Cierto es que esta enfermedad que infecta a la duquesa y sus descendientes no es patrimonio de los aristócratas. En un reciente programa de televisión donde ventilaban sus desavenencias conyugales Graciela Alfano y su ex marido Enrique Capozzolo, la plebeya vedette le reprochó al estanciero millonario que no hubiera querido comprarle un auto a su hijo para que fuera a la universidad. Capozzolo tuvo un ataque de cordura y le preguntó a la rubia rejuvenecida desde cuándo hacía falta tener vehículo propio para ir a clase.
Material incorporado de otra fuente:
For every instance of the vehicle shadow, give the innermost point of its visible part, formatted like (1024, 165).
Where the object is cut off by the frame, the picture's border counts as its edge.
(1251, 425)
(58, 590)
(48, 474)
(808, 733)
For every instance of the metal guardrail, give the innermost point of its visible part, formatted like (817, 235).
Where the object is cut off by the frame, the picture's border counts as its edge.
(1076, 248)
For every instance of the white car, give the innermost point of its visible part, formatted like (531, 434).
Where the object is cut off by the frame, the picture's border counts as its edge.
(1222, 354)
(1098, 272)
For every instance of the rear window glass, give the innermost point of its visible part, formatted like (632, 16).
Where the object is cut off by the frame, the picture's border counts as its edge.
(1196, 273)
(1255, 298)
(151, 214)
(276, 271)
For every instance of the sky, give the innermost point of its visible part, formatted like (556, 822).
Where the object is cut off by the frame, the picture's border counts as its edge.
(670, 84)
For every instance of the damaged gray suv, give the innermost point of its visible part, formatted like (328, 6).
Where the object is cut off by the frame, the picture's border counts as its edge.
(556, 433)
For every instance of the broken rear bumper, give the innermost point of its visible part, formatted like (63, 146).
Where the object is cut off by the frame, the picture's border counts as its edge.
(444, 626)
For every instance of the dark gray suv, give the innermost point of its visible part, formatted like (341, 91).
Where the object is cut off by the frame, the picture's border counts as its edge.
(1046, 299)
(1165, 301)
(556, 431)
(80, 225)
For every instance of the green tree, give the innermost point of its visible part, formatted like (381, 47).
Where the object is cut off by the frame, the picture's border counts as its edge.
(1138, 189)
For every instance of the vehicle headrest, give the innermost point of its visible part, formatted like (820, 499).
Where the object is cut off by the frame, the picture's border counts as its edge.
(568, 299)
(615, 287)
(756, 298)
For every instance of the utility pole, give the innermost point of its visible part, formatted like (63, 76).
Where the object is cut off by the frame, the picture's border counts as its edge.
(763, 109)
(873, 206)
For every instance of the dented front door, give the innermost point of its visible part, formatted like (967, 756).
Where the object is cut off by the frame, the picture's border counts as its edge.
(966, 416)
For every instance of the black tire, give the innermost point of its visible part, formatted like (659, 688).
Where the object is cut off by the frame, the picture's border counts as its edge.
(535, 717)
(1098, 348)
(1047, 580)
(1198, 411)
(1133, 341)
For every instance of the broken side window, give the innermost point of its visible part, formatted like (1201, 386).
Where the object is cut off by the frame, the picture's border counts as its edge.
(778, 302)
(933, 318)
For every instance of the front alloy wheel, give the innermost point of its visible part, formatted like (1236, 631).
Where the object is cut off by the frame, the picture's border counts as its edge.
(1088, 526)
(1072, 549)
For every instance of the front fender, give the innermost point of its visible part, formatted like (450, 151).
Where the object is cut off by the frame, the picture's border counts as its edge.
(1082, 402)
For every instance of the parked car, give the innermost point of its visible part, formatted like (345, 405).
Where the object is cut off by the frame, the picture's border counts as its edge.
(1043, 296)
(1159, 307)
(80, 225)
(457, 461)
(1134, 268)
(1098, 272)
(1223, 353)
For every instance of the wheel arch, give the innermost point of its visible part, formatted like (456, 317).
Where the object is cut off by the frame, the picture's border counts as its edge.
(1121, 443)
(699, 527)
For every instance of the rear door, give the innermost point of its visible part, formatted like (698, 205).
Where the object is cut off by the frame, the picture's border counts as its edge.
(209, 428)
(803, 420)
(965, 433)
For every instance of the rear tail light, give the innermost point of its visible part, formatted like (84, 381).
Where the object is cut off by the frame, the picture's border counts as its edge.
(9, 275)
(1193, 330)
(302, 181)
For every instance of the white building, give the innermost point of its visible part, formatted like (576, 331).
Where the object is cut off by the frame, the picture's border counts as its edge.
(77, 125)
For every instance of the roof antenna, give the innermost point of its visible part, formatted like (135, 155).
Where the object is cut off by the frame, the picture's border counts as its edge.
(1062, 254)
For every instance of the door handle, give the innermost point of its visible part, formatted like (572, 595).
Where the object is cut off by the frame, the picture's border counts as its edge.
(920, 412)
Apenas un ejemplo, por no ir a casos más cercanos que pudieran lastimar el ego de señoras y señores queuno conoce; apenas una prueba de que la enfermedad, como el SARS, es una pandemia, no tiene fronteras ni ataca sólo a los nobles. Es un mal antiguo como el mundo, leve porque no mata, imperceptible para el portador, que suele confundirlo con un don y hasta morir sin percibirlo, pero fastidioso como espectáculo, altamente contagioso, con localización cerebral y manifestaciones inequívocas en el habla y sobre todo en la escritura. El mal es incurable. Sin embargo, ha nacido una débil esperanza. No hay que apresurarse a tirar cohetes ni hacerse excesivas ilusiones: se trata de un primer paso, pero un primer paso en la liberación de la humanidad. El anuncio lo hizo la revista Barcelona –el más inteligente de los productos periodísticos de los últimos años– al revelar en uno de sus títulos interiores que “Aislaron el gen de la pelotudez”.